Слон в ответ улыбнулся. Наслюнявив палец, перевернул страницу:
– Ну, а где я был, когда вы меня искали после второго собрания с колхозниками?
– Где был? Мало ли где, – ответил Иван, испытывающе оглядывая друга. Про себя он думал: «Ну дает пацан! И как это ему удается?»
– И молчал столько время! – удивленно заметил Харитон.
– Да он у нас тот еще тихушник, наших сдаст и будь здоров…
– Да, ладно, ребята, ну она сама предложила, а вам очень просила не говорить. Узнали б девчонки, продали б ее.

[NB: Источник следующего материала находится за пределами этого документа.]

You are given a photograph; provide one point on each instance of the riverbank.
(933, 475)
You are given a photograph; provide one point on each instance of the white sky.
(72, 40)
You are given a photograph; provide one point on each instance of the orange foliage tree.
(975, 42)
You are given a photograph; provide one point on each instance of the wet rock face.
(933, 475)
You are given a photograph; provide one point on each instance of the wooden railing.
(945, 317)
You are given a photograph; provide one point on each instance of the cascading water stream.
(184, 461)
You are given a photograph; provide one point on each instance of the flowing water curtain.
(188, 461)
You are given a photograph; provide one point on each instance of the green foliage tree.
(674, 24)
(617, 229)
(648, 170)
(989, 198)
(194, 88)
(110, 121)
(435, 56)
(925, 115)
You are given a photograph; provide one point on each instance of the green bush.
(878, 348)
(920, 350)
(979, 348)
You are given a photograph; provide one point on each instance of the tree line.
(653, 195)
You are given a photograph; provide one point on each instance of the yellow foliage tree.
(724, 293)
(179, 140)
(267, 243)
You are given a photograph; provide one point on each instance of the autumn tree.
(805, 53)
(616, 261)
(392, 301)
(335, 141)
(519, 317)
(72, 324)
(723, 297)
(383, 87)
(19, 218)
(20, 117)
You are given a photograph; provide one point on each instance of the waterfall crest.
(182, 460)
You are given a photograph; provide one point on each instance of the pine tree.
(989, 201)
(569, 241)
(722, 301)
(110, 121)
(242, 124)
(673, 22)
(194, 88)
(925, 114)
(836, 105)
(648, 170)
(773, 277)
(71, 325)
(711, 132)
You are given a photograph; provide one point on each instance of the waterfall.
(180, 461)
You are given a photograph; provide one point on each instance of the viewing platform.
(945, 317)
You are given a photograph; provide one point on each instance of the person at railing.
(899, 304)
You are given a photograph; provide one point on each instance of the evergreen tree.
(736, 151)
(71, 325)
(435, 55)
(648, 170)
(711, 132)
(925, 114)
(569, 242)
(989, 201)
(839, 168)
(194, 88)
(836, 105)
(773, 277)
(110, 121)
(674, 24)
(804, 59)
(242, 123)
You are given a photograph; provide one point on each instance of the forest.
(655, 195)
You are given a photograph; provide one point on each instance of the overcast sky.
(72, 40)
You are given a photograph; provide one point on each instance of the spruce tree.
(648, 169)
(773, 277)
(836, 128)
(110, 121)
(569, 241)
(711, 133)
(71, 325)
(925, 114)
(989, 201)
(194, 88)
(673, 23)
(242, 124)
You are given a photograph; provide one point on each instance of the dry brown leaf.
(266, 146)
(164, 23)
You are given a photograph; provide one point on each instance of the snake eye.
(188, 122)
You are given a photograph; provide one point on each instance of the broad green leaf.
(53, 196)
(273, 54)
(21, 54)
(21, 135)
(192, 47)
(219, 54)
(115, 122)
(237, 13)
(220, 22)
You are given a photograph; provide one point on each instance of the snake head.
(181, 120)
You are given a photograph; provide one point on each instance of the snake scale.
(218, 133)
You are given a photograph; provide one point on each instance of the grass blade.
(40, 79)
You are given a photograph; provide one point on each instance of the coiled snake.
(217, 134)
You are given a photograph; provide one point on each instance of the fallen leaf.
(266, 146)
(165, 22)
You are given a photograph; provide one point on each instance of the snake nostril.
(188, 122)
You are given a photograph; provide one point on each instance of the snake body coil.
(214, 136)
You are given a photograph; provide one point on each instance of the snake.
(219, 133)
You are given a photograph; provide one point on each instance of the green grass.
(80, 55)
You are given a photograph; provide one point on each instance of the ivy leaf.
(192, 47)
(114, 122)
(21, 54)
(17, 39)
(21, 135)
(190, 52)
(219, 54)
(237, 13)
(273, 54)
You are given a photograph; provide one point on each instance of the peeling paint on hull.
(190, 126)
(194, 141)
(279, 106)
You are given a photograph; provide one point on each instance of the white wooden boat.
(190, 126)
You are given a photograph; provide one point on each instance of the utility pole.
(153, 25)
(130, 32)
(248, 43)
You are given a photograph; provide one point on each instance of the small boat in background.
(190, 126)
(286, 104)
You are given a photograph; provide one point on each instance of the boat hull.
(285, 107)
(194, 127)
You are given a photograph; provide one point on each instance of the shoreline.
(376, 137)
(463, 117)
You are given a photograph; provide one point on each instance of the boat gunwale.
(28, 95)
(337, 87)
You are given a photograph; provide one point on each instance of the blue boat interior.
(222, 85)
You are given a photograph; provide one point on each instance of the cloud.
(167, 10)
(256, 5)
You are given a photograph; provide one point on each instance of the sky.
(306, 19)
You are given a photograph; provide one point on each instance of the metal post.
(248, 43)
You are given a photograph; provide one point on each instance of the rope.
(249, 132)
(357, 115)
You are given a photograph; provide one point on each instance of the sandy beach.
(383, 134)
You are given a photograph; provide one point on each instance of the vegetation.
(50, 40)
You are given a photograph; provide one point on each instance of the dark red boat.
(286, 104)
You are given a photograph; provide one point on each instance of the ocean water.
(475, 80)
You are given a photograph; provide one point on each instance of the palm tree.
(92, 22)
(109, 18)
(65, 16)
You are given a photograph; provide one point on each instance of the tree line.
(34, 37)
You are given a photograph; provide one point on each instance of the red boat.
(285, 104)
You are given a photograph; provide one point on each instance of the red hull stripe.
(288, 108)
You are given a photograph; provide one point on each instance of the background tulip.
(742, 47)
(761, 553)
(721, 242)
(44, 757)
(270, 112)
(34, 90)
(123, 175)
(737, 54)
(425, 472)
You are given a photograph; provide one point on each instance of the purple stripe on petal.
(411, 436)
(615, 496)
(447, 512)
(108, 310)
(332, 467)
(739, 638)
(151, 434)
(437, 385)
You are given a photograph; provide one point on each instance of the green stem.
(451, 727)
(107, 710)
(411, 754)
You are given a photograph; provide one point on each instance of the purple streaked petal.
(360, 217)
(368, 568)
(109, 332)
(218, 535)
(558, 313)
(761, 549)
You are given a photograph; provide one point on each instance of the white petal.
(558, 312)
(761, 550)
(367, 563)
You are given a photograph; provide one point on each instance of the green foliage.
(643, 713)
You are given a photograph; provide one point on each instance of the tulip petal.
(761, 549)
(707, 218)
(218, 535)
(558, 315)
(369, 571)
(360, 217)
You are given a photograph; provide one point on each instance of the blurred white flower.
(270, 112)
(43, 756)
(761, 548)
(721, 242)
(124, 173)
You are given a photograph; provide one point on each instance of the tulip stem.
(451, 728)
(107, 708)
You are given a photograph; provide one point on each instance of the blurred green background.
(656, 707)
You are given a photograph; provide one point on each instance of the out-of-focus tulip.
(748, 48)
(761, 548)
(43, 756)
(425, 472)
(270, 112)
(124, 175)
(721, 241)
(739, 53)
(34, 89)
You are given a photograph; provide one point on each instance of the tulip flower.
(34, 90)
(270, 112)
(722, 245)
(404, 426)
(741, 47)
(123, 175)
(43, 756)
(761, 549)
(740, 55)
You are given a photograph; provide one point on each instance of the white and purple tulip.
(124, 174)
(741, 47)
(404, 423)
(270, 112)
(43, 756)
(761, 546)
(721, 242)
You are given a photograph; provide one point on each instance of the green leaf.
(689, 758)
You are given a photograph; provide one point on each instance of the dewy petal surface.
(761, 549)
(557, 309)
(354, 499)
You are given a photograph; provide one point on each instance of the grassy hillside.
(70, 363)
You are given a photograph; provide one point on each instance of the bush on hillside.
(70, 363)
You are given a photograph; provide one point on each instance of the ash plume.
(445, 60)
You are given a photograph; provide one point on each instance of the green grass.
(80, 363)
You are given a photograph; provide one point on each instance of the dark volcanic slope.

Сами знаете: колхоз, все друг друга знают…
– Во дает девка! – протянул, все еще удивляясь Харитон, – ничего не боится! Как же она замуж выходить собирается?
– А она выйдет за Слона, – беззаботно повел бровью Иван. У них родство душ, я заметил.
– За меня не получится, – Слон мечтательно уставился в одну точку.
– А что так? – Иван сделал озадаченный вид. Слон молчал.
– У него есть зазноба, – ответил за него Харитон. За все время разговора он перелистывал затрепанные страницы нескольких журналов «Огонька». Тусклый свет падал на его опущенные ресницы, и темная тень от них сливалась с густющими бровями и делали его глаза огромными, на пол лица. Крупный горбатый нос его казался еще больше. Он поднял насмешливые глаза:
– Ну и любишь ты у нас приврать, паренек. Женский герой да и только!
– Ну не верите, не верьте, – сказал примирительно Слон. – Что я, в самом деле, расхвастался перед сосунками…
– Кто? Мы сосунки? – вспыхнул Иван.
– Кто? Мы, конечно, – Харитон спокойно листал журнал, и пояснял незадачливому Другу:
– Слон прав, нужно исправлять положение. Парни мы еще не целованные, разве это дело? – Харитон комично подмигнул, рассвирепевшему Ивану. Тот, чуть не подкативший к Слону, сел на место.
– Да, ладно, Харитоша, так уж и не целованный? Девчонки места себе не находят, как только видят тебя. Не набивай себе цену! – сердито пробубнил Слон.
– Девчонки? Бедные… И как это я никогда не замечал, – Харитон явно издевался. И видя, что Иван, надувшись, готов что-то добавить, поднял руки:
– Ладно, сдаюсь. Нехороший я человек! Больше не буду. Лучше давайте ляжем спать. Не дождусь, когда пройдет время и надо будет ехать назад в Караганду. Сами знаете: «Солдат спит, время идет».